`model_residuals_audit.Rmd`

This vignette demonstrates how to use the *auditor* package for auditing residuals of models. The auditor provides methods for model verification and validation by error analysis.

Many models, such as random forests and neutral networks are nowadays treated as black boxes. Therefore, there is a lack of theory that describes the behavior of errors in those models. Most methods provided in auditor package are model-agnostic, so can be used regardless of knowledge about errors.

Some of the graphical error analysis methods also have corresponding scores, which allow comparison of two models.

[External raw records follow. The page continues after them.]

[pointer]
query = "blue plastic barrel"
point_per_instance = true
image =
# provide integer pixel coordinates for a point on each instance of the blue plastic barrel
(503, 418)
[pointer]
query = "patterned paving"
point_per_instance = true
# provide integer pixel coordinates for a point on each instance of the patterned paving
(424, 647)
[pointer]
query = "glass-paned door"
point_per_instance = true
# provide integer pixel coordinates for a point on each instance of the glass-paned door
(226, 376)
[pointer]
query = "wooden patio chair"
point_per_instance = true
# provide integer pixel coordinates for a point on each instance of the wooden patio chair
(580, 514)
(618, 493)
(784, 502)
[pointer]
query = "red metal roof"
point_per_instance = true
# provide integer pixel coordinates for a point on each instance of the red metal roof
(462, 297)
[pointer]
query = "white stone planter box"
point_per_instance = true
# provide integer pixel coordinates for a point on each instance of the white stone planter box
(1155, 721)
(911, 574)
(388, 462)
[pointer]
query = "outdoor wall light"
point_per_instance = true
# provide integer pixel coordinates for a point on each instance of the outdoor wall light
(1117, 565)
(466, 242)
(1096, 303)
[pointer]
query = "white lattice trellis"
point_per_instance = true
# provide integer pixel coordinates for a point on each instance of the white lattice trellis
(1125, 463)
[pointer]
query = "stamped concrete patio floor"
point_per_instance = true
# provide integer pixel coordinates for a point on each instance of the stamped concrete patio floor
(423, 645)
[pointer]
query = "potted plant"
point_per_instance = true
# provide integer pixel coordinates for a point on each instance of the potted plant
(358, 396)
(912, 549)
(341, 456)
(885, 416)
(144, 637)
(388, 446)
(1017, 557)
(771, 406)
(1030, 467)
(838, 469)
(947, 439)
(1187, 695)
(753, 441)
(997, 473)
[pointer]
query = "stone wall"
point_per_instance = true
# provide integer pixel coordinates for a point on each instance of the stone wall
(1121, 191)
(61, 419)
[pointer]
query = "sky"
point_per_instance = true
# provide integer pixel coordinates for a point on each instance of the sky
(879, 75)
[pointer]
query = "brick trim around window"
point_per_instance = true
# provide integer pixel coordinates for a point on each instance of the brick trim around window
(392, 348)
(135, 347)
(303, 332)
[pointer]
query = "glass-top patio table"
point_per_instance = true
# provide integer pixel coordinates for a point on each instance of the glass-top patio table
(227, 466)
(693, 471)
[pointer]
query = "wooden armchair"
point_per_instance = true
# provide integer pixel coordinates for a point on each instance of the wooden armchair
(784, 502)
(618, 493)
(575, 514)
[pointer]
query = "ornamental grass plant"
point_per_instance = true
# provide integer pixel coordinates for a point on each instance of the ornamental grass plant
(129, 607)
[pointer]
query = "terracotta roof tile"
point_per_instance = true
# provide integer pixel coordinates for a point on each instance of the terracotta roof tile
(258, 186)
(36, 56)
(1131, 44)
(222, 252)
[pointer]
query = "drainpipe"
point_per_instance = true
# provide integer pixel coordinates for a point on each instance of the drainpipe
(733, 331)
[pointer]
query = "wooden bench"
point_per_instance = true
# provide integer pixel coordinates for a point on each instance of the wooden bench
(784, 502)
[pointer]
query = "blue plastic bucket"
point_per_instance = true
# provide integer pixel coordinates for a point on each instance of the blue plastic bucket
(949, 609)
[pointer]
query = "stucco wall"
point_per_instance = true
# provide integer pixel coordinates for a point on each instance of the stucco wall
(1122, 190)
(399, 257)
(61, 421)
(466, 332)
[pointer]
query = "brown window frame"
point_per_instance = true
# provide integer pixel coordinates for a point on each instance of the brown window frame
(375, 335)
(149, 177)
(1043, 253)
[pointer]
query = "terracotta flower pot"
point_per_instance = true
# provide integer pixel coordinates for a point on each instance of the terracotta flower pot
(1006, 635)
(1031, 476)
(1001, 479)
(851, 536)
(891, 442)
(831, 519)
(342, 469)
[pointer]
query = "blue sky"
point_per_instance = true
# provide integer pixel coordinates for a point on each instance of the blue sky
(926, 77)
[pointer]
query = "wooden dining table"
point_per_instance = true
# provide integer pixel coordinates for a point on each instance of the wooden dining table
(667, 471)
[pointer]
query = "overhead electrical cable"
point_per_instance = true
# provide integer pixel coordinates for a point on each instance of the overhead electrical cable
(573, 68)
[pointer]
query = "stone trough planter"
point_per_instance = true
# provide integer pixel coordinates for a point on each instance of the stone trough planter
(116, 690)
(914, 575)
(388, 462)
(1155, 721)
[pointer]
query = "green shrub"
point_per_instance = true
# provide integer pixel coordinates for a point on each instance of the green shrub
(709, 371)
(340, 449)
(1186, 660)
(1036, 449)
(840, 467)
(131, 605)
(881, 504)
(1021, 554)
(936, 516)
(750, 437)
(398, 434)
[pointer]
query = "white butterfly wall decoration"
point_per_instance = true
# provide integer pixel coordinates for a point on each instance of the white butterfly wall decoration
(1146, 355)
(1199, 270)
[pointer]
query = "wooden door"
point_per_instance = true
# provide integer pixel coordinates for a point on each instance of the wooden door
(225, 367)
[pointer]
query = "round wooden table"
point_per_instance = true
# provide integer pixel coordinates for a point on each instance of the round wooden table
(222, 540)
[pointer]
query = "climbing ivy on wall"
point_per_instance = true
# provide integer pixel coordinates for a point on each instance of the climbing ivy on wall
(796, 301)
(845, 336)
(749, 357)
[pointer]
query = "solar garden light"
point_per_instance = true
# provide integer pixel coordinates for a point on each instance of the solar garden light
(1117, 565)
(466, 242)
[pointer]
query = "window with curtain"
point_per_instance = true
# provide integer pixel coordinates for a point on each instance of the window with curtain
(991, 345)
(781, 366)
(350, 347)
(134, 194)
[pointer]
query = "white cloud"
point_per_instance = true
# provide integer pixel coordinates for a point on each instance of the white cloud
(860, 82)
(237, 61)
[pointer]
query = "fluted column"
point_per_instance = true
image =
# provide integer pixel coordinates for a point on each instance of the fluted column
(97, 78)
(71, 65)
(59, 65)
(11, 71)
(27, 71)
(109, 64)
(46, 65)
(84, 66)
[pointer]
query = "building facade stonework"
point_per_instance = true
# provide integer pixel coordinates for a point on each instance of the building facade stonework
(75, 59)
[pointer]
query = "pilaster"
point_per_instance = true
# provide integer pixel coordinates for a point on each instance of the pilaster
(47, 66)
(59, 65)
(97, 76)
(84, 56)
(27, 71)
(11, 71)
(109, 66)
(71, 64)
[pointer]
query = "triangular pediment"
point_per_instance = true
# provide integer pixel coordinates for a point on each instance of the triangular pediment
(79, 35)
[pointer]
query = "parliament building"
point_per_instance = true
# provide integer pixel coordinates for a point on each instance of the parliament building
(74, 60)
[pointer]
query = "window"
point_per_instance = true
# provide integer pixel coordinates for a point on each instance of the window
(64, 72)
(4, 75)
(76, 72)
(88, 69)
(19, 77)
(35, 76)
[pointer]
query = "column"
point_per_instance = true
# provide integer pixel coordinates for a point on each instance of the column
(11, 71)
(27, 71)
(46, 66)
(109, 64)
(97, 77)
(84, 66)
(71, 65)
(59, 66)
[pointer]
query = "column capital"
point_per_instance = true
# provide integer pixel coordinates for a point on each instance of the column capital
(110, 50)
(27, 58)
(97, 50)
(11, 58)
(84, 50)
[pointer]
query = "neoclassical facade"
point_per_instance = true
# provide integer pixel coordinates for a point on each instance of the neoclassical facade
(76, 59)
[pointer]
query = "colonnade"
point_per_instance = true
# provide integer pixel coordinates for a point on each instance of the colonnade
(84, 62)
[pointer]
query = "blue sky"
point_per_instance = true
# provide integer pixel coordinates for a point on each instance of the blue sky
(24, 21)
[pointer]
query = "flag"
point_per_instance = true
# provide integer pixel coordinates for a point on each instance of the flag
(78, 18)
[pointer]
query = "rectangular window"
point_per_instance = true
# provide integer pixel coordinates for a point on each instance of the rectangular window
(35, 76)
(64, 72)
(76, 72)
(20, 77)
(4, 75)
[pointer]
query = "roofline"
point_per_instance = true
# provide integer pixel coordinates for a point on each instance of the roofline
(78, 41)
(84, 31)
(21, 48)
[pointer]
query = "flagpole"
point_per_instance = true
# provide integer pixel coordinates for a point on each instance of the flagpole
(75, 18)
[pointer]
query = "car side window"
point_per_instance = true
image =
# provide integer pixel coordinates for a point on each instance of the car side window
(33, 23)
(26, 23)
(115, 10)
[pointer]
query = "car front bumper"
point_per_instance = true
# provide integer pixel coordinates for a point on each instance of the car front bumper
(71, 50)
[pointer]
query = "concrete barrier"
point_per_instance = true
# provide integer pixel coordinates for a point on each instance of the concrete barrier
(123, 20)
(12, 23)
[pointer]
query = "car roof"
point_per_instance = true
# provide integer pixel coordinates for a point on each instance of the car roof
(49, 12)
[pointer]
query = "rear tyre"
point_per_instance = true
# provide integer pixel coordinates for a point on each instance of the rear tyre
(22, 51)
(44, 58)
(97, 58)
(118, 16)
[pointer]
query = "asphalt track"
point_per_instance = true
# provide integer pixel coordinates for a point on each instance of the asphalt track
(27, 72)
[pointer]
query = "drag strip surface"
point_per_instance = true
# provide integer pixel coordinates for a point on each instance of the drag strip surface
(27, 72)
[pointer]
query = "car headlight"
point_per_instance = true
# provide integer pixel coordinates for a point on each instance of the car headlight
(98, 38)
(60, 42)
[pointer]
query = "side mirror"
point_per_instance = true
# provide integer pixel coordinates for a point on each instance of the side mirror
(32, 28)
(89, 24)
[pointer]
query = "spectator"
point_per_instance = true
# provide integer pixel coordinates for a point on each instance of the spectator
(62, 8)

To illustrate applications of *auditor* to regression problems we will use an artificial dataset dragons available in the *DALEX2* package. Our goal is to predict the length of life of dragons.

```
## year_of_birth height weight scars colour year_of_discovery
## 1 -1291 59.40365 15.32391 7 red 1700
## 2 1589 46.21374 11.80819 5 red 1700
## 3 1528 49.17233 13.34482 6 red 1700
## 4 1645 48.29177 13.27427 5 green 1700
## 5 -8 49.99679 13.08757 1 red 1700
## 6 915 45.40876 11.48717 2 red 1700
## number_of_lost_teeth life_length
## 1 25 1368.4331
## 2 28 1377.0474
## 3 38 1603.9632
## 4 33 1434.4222
## 5 18 985.4905
## 6 20 969.5682
```

`lm_model <- lm(life_length ~ ., data = dragons)`

```
library("randomForest")
set.seed(59)
rf_model <- randomForest(life_length ~ ., data = dragons)
```

The beginning of each analysis is creation of a `modelAudit`

object. It’s an object that can be used to audit a model.

In this section we give short overview of a visual validation of model errors and show the propositions for the validation scores. Auditor helps to find answers for questions that may be crucial for further analyses.

Does the model fit data? Is it not missing the information?

Which model has better performance?

How similar models are?

In further sections we will overview auditor functions for analysis of model residuals. They are discussed in alphabetical order.

The auditor provides 2 pipelines of model audit.

**model %>% audit() %>% modelResiduals() %>% plot(type=…)**This pipeline is recommended. Function`modelResiduals()`

creates a`modelResiduals`

object. Such object may be passed to a`plot()`

function with defined type of plot. This approach requires one additional function within the pipeline. However, once created`modelResiduals`

contains all nessesary calculations that all plots require. Therefore, generating multiple plots is fast.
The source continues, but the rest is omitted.